The price for this was high, almost too high.
He knew it when the pain he’d put in those transparent, sky-blue eyes had ferreted out and sought every bit of him that could feel hurt, and knew it was him who was doing it to her.
That price was high. Then she’d said the words that left him feeling like he was cut open and bleeding.
He’d rather have taken a deathblow at Culloden than continue doing what he still had to do.
She was too volatile. She was too passionate.
She was too full of life and emotion and joy and pain. She was too transparent.
The last was most intriguing, especially to one so used to darkness and hiding and lying.
Having passion and abandon and the freedom of showing it was intoxicating to the point he almost forgot time and space and reason in the glory of kissing her and knowing she kissed him back willingly.
So much so, that one of his own archers had to remind him of it with a perfectly aimed arrow.
It would never do. She was too open, too honest…
too easily read. She was alive with each and every emotion, and they were so easily seen on her, it was frightening to one who stayed hidden.
Why, if the Lady of Monteith was happy, it wouldn’t be possible to keep it hidden.
Langston knew it, and cursed himself for the knowledge, and the stamina and strength and all the other words of description he’d just used for her.
He had to have all of that. It was the only way.
If she was happy, it wouldn’t stay hidden.
Everyone would want to know why. It would be questioned.
Everything would be looked at closer—including her husband…
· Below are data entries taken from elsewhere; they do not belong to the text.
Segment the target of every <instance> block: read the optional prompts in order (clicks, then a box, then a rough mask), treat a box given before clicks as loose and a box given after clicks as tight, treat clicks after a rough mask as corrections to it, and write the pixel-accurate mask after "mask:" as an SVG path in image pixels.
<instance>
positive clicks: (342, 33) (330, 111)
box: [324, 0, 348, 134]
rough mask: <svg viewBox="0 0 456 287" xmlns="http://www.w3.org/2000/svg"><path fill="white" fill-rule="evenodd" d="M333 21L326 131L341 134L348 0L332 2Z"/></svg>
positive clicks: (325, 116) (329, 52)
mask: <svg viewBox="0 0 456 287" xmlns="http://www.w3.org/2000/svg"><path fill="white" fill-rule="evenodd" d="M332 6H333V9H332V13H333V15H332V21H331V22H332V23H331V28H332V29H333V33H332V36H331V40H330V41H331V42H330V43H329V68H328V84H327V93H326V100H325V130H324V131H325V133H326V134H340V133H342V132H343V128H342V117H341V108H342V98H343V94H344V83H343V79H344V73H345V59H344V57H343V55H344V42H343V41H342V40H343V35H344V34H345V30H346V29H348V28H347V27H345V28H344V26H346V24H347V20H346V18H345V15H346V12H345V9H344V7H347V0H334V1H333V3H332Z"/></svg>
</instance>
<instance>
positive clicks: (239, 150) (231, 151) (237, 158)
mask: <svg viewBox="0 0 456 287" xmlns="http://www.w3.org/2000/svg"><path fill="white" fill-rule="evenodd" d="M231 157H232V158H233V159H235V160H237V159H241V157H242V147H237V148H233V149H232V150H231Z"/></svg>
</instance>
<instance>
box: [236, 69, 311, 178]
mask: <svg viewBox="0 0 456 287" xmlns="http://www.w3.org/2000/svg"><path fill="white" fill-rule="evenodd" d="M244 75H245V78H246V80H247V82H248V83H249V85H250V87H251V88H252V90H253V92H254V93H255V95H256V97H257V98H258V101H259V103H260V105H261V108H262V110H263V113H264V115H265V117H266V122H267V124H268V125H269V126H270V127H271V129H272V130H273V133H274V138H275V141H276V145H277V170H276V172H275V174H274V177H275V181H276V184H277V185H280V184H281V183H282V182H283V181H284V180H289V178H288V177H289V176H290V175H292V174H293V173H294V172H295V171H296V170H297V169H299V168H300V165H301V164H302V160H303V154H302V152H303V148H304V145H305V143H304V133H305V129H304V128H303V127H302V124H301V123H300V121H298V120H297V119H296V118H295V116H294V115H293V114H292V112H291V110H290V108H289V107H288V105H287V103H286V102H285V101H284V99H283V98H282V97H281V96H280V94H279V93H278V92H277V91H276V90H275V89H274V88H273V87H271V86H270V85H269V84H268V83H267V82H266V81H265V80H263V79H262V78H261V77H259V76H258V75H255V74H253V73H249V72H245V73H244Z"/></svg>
especially her husband. It would be Captain Barton and his rangers that would do the looking, too, and a Highland laird with what he had in mind was stripped of all his lands and titles, and then his head.
There was too much at stake. Too many relying on what he was doing…
too much to lose. He couldn’t chance it. Ever.
There was definitely a price to pay, and it was Langston who had to pay it, and keep paying it.
That was the only way he could get the English to trust him enough to sell him back Highland properties.
It was the only way he could get good wages back into Highland hands, get food and comfort into the bellies of their bairns.
It was the only way he could get the Sassenach to look at, but not see, what he was actually doing, and why.
It was also the only way he could get Butcher Willie under his control, so he could use him.
It was just like he’d told Lisle. He’d do anything.
Even if it meant slicing open his heart for the beautiful, passionate, Celtic goddess he’d married, so she could seek her revenge on it.
He’d do it. He’d do anything. Still. Again.
As many times as it took to get Scotland back.
“So,” he said brightly, after pulling in another dry, tasteless bite of cheese and managing to swallow it by force of will. “Do we have a bargain or na’?”
“To what?” she asked.
“You already said you heard me,” he said softly. Then, he took another bite of his cheese using a rough tearing motion of his teeth.
“You’ve said a lot.”
He smiled wryly. “True,” he replied.
“What is it we’ve bargained for this time?”
“You. Still.”
She gasped. Her eyes went a darker blue that struck straight to the heart of him, making him flinch inside.
“Still?” She whispered the word.
“Oh, aye. I find you very passionate. Very. I want that. I wanted it the first moment I saw you. I want it now. That’s why I bargained for you and would accept only you.
That’s why I wed with you. Your passion.
I want it. Still. Like in the woods, yonder, only with even more abandon.
That is what I am negotiating, Lisle Monteith. Right here and right now.”
“Now?” she asked, and he had to lean forward to hear it.
“Aye,” he said.
She reached for the top button of her dress, but it wasn’t slipping easily from its hole. The rain had made it slick, and it didn’t look like her fingers were working.
“What are you doing?” he asked.
“Complying,” she replied.
Langston caught the sound of self-hate before he vocalized it. It was one of the hardest things he’d ever done.